SHABBAT: YESHIVAT HAVERIM – BABYLONIAN TALMUD p53
MISHNA VII.: For three sins women die of childbirth: for negligence (of the laws) during their
menstruation, neglect of separating the first dough, and for neglecting to light the (Sabbath)
lamp.
GEMARA: Why so? Thus a Galilean master lectured before R. Hisda: The Holy One, blessed
be He, says: I have created you with power of blood; I have warned you concerning blood; I
have called you “the first produce” [Jer. ii. 3], and charged you to sacrifice the “first of your
dough” [Numb. xvi. 21]; the soul that I gave you is called a light, and I have charged you
concerning the (Sabbath) light. If you observe these things, it is well; if not, I shall take your
souls. But why should this happen at the time of childbirth? Said Rabha: When the ox falls or is
felled, it is time to sharpen the knife. 1
And when are the sins of men passed upon? Said Resh Lakish: When they pass a dangerous
place that is like a bridge (which is unsafe). Rabh would not embark on a ship that carried an
idolater. Said he: “His time to be punished may come, and I (being on the same vessel) may
have to suffer with him.” Samuel, however, would go to sea only on a vessel which carried
idolaters, saying: “Satan hardly ever metes out punishment to two people” (of different beliefs).
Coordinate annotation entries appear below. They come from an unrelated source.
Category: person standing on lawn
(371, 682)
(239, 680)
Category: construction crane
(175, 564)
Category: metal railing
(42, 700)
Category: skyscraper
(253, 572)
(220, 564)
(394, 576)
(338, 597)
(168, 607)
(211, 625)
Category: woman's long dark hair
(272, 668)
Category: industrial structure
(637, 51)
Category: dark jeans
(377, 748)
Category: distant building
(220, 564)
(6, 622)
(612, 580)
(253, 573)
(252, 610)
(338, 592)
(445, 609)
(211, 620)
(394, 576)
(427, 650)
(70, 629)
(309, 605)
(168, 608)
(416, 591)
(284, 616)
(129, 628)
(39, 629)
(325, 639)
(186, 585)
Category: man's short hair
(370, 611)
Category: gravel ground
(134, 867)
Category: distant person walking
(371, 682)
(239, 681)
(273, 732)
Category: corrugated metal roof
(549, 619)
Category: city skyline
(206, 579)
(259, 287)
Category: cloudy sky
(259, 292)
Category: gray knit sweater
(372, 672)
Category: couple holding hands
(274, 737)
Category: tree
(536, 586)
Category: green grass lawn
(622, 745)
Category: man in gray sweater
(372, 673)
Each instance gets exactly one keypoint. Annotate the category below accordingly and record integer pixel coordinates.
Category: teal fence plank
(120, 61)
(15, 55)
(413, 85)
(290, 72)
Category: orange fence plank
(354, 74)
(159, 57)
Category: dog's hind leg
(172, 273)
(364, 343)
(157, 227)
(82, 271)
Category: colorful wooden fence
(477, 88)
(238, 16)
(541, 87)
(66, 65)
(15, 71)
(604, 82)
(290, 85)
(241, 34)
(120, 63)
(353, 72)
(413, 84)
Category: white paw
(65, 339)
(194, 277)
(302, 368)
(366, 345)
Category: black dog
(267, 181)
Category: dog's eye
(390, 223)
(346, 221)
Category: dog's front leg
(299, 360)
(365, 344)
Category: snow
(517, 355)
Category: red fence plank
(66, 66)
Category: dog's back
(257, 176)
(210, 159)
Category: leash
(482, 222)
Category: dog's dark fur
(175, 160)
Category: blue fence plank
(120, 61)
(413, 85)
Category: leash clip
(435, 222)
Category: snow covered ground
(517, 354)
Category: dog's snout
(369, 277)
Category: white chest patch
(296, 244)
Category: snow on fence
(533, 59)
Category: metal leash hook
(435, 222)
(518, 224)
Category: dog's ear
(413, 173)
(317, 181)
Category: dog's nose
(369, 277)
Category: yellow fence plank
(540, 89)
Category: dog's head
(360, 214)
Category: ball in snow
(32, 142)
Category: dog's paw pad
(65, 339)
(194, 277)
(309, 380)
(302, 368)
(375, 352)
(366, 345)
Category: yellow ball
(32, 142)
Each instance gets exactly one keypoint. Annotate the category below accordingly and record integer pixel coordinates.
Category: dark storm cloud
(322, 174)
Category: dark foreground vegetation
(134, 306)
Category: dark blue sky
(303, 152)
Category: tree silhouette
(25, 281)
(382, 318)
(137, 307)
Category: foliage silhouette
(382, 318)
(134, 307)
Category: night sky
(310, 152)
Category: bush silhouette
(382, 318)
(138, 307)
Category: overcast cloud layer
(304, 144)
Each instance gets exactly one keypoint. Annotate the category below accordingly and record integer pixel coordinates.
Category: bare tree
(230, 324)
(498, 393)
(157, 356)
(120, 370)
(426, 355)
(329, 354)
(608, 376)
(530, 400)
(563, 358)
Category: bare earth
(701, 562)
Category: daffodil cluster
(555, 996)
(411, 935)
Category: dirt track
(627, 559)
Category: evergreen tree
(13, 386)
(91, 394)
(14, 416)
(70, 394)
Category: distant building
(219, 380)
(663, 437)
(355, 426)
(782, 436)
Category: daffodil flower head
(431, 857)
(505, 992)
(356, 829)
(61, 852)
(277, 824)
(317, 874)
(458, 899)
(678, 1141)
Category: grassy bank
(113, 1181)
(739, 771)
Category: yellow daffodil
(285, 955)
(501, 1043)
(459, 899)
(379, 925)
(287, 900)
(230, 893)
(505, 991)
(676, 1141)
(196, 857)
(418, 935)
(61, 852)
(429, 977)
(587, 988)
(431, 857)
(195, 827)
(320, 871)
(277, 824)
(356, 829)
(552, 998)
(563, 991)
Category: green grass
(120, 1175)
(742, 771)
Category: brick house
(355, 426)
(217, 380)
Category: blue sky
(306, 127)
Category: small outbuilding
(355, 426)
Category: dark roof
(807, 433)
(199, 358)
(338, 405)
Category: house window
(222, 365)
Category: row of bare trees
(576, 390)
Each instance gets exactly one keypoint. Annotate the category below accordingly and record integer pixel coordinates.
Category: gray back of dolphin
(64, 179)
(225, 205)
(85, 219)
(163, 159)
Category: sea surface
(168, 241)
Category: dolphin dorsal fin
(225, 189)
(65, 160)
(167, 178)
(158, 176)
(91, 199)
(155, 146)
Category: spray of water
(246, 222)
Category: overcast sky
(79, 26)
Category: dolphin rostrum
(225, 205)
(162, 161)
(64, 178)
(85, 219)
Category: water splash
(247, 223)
R. Janai always examined a vessel before he embarked. This he did in conformity with his own
theory elsewhere, for thus he taught: “A man should never place himself in danger, expecting
that a miracle will be wrought for him; for it may be that no such miracle will be wrought, and if
a miracle is wrought for him, it will be deducted from the reward due his merits in the
world to come.” And R. Hanin said: “Where is this to be found in the Scripture?” From the
verse: “I am not worthy of all thy kindness and of all thy truth” [Gen. xxxii. 11]. R. Zera would
never walk under date trees in stormy weather. R. Itz’hak b. R. Jehudah said: A man must
always pray that he should not become sick, for if sickness befall him, he must be possessed of
special virtues in order to get well again. And to the question of Mar Uqba: Is this to be found in
the Scripture? He was told that the school of R. Ishmael maintains the passage in question is to
be taken from Deut. xxii. 8–viz.: “Peradventure one may fall down from there.” The word
“Hanofel,” which is in the past tense and implies that he has fallen down, although such a case
had not happened as yet, is simply a matter of conjecture on the part of this school, which
considered a predestined thing as a matter that had already occurred, because the fall was
already predestined for the guilty person; as it is said: The reward of virtue is, however, brought
about by a meritorious person, while the chastisement for sin is dealt out through a sinner (and
his not making a railing around his roof constitutes him a guilty person). [See Deut. xxii. 8.]